Satapathy SK, Gonzalez HC, Vanatta J, Dyer A, Angel W, Nouer SS, Kocak M, Kedia SK, Jiang Y, Clark I, Yadak N, Nezakagtoo N, Helmick R, Horton P, Campos L, Agbim U, Maliakkal B, Maluf D, Nair S, Halford HH, and Eason JD. A pilot study of ex-vivo MRI-PDFF of donor livers for assessment of steatosis and predicting early graft dysfunction. PLoS One 2020; 15(5).
BACKGROUND: The utility of ex vivo Magnetic resonance imaging proton density fat fraction (MRI-PDFF) in donor liver fat quantification is unknown.
PURPOSE: To evaluate the diagnostic accuracy and utility in predicting early allograft dysfunction (EAD) of ex vivo MRI-PDFF measurement of fat in deceased donor livers using histology as the gold standard.

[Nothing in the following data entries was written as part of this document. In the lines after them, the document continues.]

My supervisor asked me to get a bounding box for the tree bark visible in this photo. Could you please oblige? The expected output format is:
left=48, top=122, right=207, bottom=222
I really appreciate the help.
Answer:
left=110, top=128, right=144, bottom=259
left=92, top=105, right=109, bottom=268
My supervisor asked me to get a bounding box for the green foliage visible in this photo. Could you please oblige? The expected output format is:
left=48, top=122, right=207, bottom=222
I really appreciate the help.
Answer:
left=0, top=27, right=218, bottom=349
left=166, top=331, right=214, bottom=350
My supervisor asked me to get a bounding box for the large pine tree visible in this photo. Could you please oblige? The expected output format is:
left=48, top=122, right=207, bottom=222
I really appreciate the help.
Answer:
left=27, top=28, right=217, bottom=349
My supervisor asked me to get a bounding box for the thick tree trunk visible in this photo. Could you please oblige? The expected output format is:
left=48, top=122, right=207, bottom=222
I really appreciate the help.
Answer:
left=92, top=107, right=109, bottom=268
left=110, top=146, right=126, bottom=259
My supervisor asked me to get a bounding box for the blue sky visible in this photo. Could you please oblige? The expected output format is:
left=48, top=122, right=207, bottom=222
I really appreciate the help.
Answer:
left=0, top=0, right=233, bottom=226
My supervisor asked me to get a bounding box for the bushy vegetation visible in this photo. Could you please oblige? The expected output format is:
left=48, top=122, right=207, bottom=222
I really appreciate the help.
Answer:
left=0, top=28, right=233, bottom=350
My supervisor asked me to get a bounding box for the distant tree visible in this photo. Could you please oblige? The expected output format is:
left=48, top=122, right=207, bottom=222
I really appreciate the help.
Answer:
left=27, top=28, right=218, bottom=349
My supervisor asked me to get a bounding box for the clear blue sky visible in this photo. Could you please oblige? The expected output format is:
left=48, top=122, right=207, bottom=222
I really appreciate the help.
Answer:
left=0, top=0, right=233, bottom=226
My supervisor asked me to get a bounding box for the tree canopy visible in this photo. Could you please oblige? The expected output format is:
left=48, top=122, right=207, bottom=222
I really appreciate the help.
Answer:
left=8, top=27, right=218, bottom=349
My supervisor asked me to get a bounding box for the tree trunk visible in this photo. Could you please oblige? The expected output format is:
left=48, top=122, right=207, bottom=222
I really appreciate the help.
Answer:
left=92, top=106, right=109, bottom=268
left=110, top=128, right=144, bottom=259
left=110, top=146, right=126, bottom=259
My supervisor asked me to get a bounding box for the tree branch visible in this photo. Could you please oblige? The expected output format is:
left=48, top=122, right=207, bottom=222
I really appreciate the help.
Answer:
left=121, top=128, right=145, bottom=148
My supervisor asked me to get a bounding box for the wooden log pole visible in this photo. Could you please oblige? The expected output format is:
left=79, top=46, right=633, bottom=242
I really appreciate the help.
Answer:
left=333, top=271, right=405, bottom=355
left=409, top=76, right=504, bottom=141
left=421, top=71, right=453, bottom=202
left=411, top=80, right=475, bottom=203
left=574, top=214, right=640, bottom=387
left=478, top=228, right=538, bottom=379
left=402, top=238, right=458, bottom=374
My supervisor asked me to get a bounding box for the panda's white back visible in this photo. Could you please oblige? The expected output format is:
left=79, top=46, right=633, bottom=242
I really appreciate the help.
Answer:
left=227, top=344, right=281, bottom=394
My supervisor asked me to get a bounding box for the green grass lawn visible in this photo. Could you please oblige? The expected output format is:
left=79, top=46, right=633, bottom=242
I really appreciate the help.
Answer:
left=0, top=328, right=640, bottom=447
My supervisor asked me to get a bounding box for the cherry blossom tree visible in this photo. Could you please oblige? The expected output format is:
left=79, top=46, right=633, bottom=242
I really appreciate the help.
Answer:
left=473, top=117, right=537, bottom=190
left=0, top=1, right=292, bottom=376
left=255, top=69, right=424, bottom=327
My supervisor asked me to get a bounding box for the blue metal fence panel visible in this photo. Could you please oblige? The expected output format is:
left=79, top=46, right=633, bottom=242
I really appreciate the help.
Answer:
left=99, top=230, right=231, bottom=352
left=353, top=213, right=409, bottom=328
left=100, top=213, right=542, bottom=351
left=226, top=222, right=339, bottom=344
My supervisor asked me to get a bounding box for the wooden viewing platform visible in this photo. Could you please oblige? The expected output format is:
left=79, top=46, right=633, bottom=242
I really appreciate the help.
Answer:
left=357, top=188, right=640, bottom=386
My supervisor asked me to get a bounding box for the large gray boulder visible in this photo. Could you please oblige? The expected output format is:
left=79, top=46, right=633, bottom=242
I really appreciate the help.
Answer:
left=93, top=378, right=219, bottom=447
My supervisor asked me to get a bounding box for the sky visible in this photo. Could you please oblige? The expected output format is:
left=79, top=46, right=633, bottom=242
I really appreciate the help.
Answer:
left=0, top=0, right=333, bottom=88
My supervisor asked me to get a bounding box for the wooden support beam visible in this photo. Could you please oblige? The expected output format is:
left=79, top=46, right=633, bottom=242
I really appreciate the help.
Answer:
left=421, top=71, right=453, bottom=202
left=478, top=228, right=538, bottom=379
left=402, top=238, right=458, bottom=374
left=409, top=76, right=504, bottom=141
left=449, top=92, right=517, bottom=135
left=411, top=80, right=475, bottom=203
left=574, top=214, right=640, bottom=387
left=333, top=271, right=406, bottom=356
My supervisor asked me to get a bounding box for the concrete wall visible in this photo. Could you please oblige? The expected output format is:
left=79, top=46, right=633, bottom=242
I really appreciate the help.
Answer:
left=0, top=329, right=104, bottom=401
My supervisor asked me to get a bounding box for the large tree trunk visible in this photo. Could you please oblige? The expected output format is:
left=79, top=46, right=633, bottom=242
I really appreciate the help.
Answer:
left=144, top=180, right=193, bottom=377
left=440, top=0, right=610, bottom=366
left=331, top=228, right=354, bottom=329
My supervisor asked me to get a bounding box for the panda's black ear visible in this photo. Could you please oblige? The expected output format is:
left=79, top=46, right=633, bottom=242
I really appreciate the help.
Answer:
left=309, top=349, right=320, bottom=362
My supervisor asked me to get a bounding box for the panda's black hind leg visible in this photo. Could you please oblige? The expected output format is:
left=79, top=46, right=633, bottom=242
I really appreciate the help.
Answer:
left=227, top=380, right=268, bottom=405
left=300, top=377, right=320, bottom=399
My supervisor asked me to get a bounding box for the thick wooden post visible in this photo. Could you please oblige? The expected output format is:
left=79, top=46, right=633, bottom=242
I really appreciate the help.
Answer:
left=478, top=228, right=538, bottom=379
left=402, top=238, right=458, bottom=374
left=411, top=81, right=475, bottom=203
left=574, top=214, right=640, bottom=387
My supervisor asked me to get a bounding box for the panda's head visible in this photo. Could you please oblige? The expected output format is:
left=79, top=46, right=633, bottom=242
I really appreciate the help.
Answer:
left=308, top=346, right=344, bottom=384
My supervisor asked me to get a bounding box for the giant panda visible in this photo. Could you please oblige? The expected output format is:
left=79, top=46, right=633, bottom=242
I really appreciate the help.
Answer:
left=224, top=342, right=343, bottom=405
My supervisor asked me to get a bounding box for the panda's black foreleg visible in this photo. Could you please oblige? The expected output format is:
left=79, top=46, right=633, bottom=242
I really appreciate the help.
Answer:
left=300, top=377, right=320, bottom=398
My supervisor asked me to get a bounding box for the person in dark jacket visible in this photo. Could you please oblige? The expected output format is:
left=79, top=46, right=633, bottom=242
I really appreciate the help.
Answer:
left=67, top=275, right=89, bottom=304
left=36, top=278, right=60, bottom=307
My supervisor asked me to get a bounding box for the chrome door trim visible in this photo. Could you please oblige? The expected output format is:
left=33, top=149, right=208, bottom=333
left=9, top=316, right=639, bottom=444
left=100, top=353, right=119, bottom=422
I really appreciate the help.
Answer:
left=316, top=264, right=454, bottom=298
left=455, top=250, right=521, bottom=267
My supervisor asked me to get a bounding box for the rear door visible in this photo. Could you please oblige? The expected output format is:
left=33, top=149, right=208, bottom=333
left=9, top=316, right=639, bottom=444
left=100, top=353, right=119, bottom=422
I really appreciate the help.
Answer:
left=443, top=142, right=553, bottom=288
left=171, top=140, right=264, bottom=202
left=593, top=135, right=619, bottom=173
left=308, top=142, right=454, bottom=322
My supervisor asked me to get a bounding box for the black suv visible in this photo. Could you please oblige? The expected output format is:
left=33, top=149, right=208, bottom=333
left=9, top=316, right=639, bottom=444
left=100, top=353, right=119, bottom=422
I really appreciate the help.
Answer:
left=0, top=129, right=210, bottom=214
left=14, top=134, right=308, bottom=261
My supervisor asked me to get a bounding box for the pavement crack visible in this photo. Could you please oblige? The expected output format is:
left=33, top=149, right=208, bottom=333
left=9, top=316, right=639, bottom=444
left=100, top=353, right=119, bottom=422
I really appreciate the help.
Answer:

METHODS: We performed Ex vivo, 1.5 Tesla MRI-PDFF on 33 human deceased donor livers before implantation, enroute to the operating room. After the exclusion of 4 images (technical errors), 29 MRI images were evaluable. Histology was evaluable in 27 of 29 patients. EAD was defined as a peak value of aminotransferase >2000 IU/mL during the first week or an INR of ≥1.6 or bilirubin ≥10 mg/dL at day 7.
RESULTS: MRI-PDFF values showed a strong positive correlation (Pearson's correlation coefficient) when histology (macro-steatosis) was included (r = 0.78, 95% confidence interval 0.57-0.89, p<0.0001). The correlation appeared much stronger when macro plus micro-steatosis were included (r = 0.87, 95% confidence interval 0.72-0.94, p<0.0001). EAD was noted in 7(25%) subjects. AUC (Area Under the Curve) for macro steatosis (histology) predicted EAD in 73% (95% CI: 48-99), micro plus macro steatosis in 76% (95% CI: 49-100). AUC for PDFF values predicted EAD in 67(35-98). Comparison of the ROC curves in a multivariate model revealed, adding MRI PDFF values to macro steatosis increased the ability of the model in predicting EAD (AUC: 79%, 95% CI: 59-99), and addition of macro plus micro steatosis based on histology predicted EAD even better (AUC: 90%: 79-100, P = 0.054).
CONCLUSION: In this pilot study, MRI-PDFF imaging showed potential utility in quantifying hepatic steatosis ex-vivo donor liver evaluation and the ability to predict EAD related to severe allograft steatosis in the recipient.